Building a bootable uSD image from scratch

# Create a working directory
mkdir ~/MyWorkDir
cd ~/MyWorkDir

# Pull in the required projects
git clone --depth 1 --branch 2022.02.x --no-single-branch https://git.busybox.net/buildroot/
git clone https://github.com/cdsteinkuehler/br2rauc

# Create the certficate and keyring files needed for signing RAUC bundles
# Optional: Pass CA and ORG as arguments: openssl-ca.sh [ ORG [ CA ]]
# Optional: Create a symlink to your CA directory located elsewhere
( cd br2rauc/ ; ./openssl-ca.sh )

# Setup buildroot, keeping build artifacts outside the buildroot tree
# Note paths are relative to the buildroot directory
make -C buildroot/ BR2_EXTERNAL=../br2rauc O=../output raspberrypicm4io-64-rauc_defconfig

# ...or for the Raspberry Pi 4B:
make -C buildroot/ BR2_EXTERNAL=../br2rauc O=../output raspberrypi4-64-rauc_defconfig

# You can now run standard buildroot make commands with no options
# directly from the output directory
cd output

# You may want to run "make menuconfig" to enable ccache or review/tweak the
# default config selections
# Some suggested changes:
# Rename defconfig file to save customizations:
#   Build options -> Location to save buildroot config
# Enable ccache:
#   Build options -> Enable compiler cache
#   Build options -> Compiler cache location
# Download a bootlin toolchain instead of building one from scratch:
#   Toolchain -> Toolchain type -> External toolchain
#   Toolchain -> Toolchain -> Bootlin toolchains
#   Toolchain -> Bootlin toolchain variant -> aarch64 glibc stable 2021.11-1

# Build everything and generate the uSD image file:
make

# The bootable uSD is xz compressed with a bmap file in the images directory
# Write the image file to a uSD card with something like the following (or use
# your favorite imaging utility):
sudo bmaptool copy images/sdcard.img.xz /dev/sdX

Custom Rescue Filesystem

# Currently, the rescue partition simply uses a squashfs version of the
# generated root filesystem.  If you add a lot of packages to your target
# filesystem, you may wish to use a simpler rescue filesystem with just enough
# to run RAUC and perform updates.
#
# WARNING:
# You will have to update the genimage.cfg config file and point it to the new
# rescue squashfs filesystem for this to work properly!
#
# To create another Buildroot working directory to use for the rescue partition:
cd ~/MyWorkDir
make -C buildroot/ BR2_EXTERNAL=../br2rauc O=../rescue raspberrypicm4io-64-rauc_defconfig

# You can now run standard buildroot make commands with no options
# directly from the output directory
cd rescue

# As above, you can run make menuconfig, or just run make...
# make menuconfig
make

# ...then rebuild the uSD image from your primary output directory

While the provided default configuration attempts to limit the changes made to the Buildroot default configuration, I highly recommend you enable ccache and switch to an external Bootlin toolchain unless you enjoy wasting time and CPU cycles building gcc and recompiling identical code multiple times. See the comments above for details.

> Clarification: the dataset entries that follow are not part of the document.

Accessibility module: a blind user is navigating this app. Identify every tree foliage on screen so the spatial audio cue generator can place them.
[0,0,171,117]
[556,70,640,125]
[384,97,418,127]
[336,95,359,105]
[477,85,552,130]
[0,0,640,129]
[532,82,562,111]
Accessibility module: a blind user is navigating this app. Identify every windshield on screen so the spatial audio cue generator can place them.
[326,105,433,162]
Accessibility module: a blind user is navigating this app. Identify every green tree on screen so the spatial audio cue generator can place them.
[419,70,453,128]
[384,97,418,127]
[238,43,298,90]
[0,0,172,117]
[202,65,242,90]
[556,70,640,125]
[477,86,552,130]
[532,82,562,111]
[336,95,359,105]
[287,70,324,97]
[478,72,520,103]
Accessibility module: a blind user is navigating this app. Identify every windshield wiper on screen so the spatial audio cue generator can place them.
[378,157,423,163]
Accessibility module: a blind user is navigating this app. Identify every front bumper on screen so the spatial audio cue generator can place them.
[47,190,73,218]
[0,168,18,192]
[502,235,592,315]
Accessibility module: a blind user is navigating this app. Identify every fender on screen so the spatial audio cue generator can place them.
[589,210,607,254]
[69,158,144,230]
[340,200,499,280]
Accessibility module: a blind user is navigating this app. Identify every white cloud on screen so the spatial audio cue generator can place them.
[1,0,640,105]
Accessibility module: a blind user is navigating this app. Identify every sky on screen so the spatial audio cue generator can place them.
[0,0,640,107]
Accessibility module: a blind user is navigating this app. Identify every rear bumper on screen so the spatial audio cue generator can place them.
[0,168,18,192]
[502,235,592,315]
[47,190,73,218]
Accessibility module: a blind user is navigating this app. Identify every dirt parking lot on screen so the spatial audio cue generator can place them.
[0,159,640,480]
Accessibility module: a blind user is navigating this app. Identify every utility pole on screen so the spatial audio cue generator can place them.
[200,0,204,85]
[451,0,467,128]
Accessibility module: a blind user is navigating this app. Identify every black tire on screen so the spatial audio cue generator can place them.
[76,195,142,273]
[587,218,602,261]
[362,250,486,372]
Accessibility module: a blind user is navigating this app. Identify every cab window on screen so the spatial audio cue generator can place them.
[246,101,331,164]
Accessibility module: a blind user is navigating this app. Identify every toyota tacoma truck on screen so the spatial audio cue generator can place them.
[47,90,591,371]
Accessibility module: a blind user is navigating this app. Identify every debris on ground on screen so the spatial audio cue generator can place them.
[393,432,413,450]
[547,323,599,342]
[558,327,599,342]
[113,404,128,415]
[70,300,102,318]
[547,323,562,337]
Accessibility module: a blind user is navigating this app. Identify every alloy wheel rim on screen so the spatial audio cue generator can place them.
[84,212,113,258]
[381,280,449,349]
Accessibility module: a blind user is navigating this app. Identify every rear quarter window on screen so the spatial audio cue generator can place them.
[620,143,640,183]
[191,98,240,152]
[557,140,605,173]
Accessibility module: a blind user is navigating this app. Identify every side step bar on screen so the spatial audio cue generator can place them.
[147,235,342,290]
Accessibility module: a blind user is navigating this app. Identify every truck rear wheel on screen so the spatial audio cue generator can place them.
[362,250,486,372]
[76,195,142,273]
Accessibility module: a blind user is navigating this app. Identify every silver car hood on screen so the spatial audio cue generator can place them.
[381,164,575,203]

For quick experiments, you may wish to modify the br2rauc tree directly, or a more sophisticated process might use a top-level project that includes several exteranl trees and multiple BR2_EXTERNAL entries, eg:

  -- MyCoolProject
     |-- buildroot (git external)
     |-- br2rauc (git external)
     |-- MyApp1 (external or part of MyCoolProject)
     |-- MyApp2 (external or part of MyCoolProject)
     |-- output (generated by Buildroot, can be renamed or moved elsewhere)
     |-- rescue (optional, generated by Buildroot if you use an alternate rescue config)

cd MyCoolProject

# Generate output directory with BR2 Externals configured
# NOTE: There are additional parameters you may wish to pass to Buildroot, see
# the Buildroot documentation for details
make -C buildroot/ BR2_EXTERNAL=../br2rauc:../MyApp1:../MyApp2 O=../output my_defconfig

# Configure the system as desired...
cd output
make menuconfig

# ...and build an image
make

Usage

After completing a build, your Buildroot output directory should contain an image file (output/images/sdcard.img) that can be written to a uSD card for use with the Raspberry Pi Compute Module 4 IO Board. In addition to the uSD you will need a 3.3V serial cable connected to the standard serial console pins on the cm4io (gpio 14 & 15, pins 8 & 10 on the 40-pin connector).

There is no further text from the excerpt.